[ 22 ] Inferno

Reescrito e revisado por: poisontequila


Não há maior dor do que recordar a felicidade nos tempos de miséria.
— Dante Alighieri. 

O mundo inferior é retratado de diversas formas, Dante Alighieri  o cita de forma distinta, onde cada nível se atém a um pecado e punição específica — como um cone de cabeça para baixo, o último nível é onde jaz o reino de Lúcifer. 

Já na bíblia, é descrito em puro fogo e enxofre, almas queimando e gritando de dor, sofrendo por tudo que fizera em Terra; visto que, suas memórias são a fonte de sofrimento, ali, nada de esquecer, você irá queimar e padecer, mergulhado até o pescoço em lava e agonia. 

Ainda acorrentado, Jungkook estava deitado sobre um altar de pedra, seus braços abertos e tornozelos unidos — o sorriso fraco era a mais pura ironia, afinal, estava em posição de crucificação. Achava graça enquanto era torturado, demônios encapuzados arrancavam sua carne, cravava facas com lâminas quentes em seu corpo, o esquartejavam; destruído, era curado para começarem tudo de novo, de novo e de novo. 

E em todas as vezes, aqueles malditos tomavam a forma de Jimin, usavam sua voz para coagi-lo para enfraquece-lo. O deixar louco. 

Mas agora em específico foi diferente, Jungkook se viu em pânico ao ver Jimin preso na pedra, todo machucado, a boca jorrando sangue e os olhos o fitando em pavor extremo. 

— JUN! ME AJUDE POR FAVOR!  — gritou, chorando, tentando se soltar. 

— J-jimin. — gaguejou, a garganta seca e voz rouca, lábios rachados e brancos. 

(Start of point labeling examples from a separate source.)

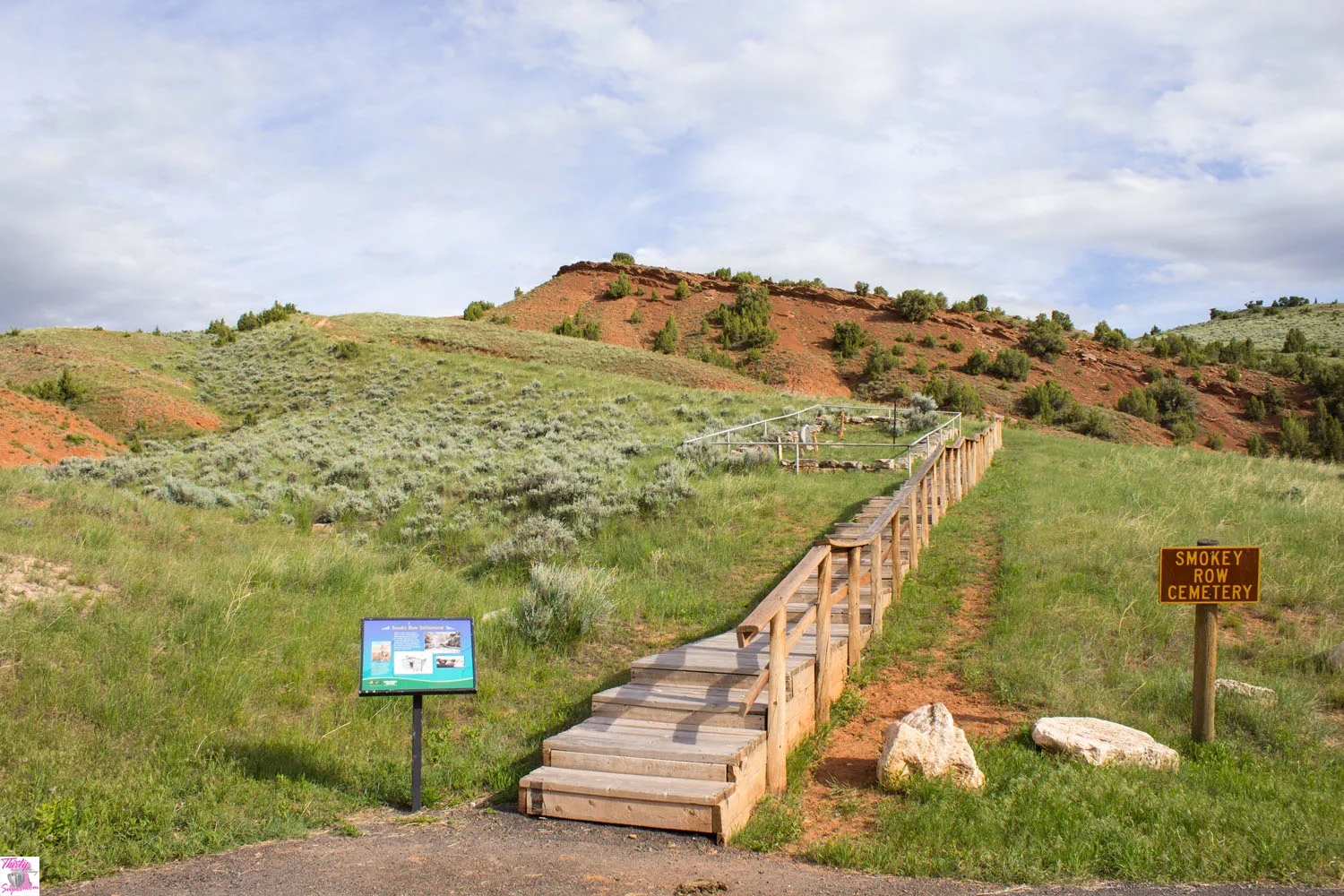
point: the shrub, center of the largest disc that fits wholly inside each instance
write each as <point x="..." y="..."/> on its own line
<point x="347" y="349"/>
<point x="1136" y="402"/>
<point x="1050" y="402"/>
<point x="561" y="605"/>
<point x="580" y="327"/>
<point x="1296" y="341"/>
<point x="476" y="311"/>
<point x="537" y="538"/>
<point x="1046" y="339"/>
<point x="1011" y="365"/>
<point x="917" y="306"/>
<point x="1110" y="338"/>
<point x="747" y="320"/>
<point x="222" y="332"/>
<point x="666" y="340"/>
<point x="64" y="390"/>
<point x="978" y="362"/>
<point x="618" y="288"/>
<point x="849" y="336"/>
<point x="954" y="395"/>
<point x="1293" y="440"/>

O demônio estava decadente, miserável e ainda sim, quis tentar se libertar e tirar Jimin dali. 

Como uma ilusão de ótica, tudo se dispersou, levando-o a tontura e torpor. 

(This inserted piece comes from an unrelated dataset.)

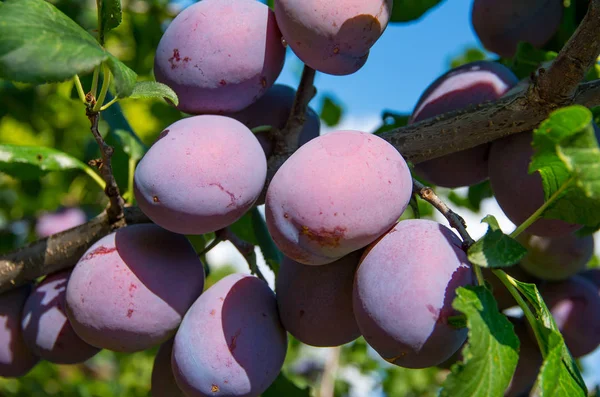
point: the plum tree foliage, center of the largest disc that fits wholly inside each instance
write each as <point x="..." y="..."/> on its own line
<point x="111" y="264"/>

E de novo, seria acometido a mais uma série de tortura.  

Os gritos eram engolidos pelos suspiros pesados, sua pele antes tão alva e puído, era flangeada até a carne se desprender dos ossos, grudando nos espinhos dos açoites — toda sua força se extinguiu, a fraqueza o impedia de soltar uma fagulha de poder. Estava preso ali, sem chances alguma. A visão turva o impossibilita de enxergar algo vindo pelo túnel de pedra, o pequeno portão de ferro enferrujado foi jogado no chão pútrido pelo forte impacto, seus torturadores nada compreenderam, afinal, foi lhes dada uma ordem. 

A audição zumbia, queria apagar por horas ou dias, conquanto permaneceu caído, sentindo o frio absurdo da água parada contra as feridas e relaxou, fechando os olhos — dedos macios e quentes acariciam seu rosto, tirando os fios escuros para expor um pouco o rosto machucado. 

— Jungkook? 

Não respondeu, parecia estar à beira da morte, se não fosse uma criatura sobrenatural, certamente teria morrido a dias atrás — ninguém aguentaria aquilo. Todo aquele sofrimento, era demais. 

" Ele morrendo?"

A pergunta não era direcionada a si, havia outro ali, sua mente podia estar pregando peças, ou de fato estava sendo salvo. Não sabia ao certo. 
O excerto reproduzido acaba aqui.